El abolicionismo concibe que la prostitución es una consecuencia del avasallamiento de la sociedad patriarcal amplificado por el sistema capitalista. Pero una de las compañeras de curso de Florencia no lo entendía de esa manera y naturalizaba la práctica prostituyente por ser el trabajo más antiguo del mundo.
- Nunca contó cosas de su vida privada, sabíamos que tenía una historia de vida complicada, pero ese día nos sorprendió a todas –cuenta Graciela-.
Cansada de argumentar en vano y sólo recibir a cambio frases hechas del sentido común, Florencia se apoyó con las dos manos en el escritorio, levantó la vista, y escupió todo.
- ¿Tenés idea lo que es tener que hacerte las tetas cada vez más grandes para que te elija un gordo que no sabés ni el nombre? –preguntó inquisitoriamente y con la mirada encendida-.

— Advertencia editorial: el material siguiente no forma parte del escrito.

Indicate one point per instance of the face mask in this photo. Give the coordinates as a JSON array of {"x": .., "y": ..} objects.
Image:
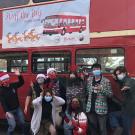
[
  {"x": 121, "y": 76},
  {"x": 97, "y": 72},
  {"x": 72, "y": 75},
  {"x": 47, "y": 98},
  {"x": 40, "y": 80}
]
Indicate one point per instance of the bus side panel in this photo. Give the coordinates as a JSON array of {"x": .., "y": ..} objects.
[{"x": 22, "y": 93}]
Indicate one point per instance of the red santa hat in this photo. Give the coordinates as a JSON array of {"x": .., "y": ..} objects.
[
  {"x": 3, "y": 76},
  {"x": 41, "y": 75},
  {"x": 50, "y": 70}
]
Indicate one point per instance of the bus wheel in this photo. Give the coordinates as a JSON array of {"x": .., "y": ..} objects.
[{"x": 63, "y": 32}]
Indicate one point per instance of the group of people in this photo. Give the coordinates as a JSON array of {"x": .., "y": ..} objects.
[{"x": 79, "y": 104}]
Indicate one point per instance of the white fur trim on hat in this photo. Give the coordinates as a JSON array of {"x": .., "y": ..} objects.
[
  {"x": 50, "y": 70},
  {"x": 40, "y": 75},
  {"x": 4, "y": 77}
]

La profesora recuerda que lo único que se escuchaba en el gélido salón eran respiraciones entrecortadas y dientes haciendo fuerza contra tensas uñas.

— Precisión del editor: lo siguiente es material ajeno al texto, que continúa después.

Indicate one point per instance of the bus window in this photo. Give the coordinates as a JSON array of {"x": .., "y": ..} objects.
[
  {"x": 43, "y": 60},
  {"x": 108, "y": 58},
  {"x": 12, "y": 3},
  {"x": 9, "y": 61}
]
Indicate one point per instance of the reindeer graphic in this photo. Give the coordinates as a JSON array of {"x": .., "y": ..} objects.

- ¿Vos sabés lo que es sentir la transpiración y los gemidos de los hombres más feos? ¿Ser golpeada, violada y descartada en el asiento de atrás de un marido borracho y depresivo?
Silencio de misa. Con los ojos vidriosos, Florencia pidió permiso y se retiró al baño. A la vuelta, sonrió a sus compañeras y se sentó mirando al frente, rememora Graciela.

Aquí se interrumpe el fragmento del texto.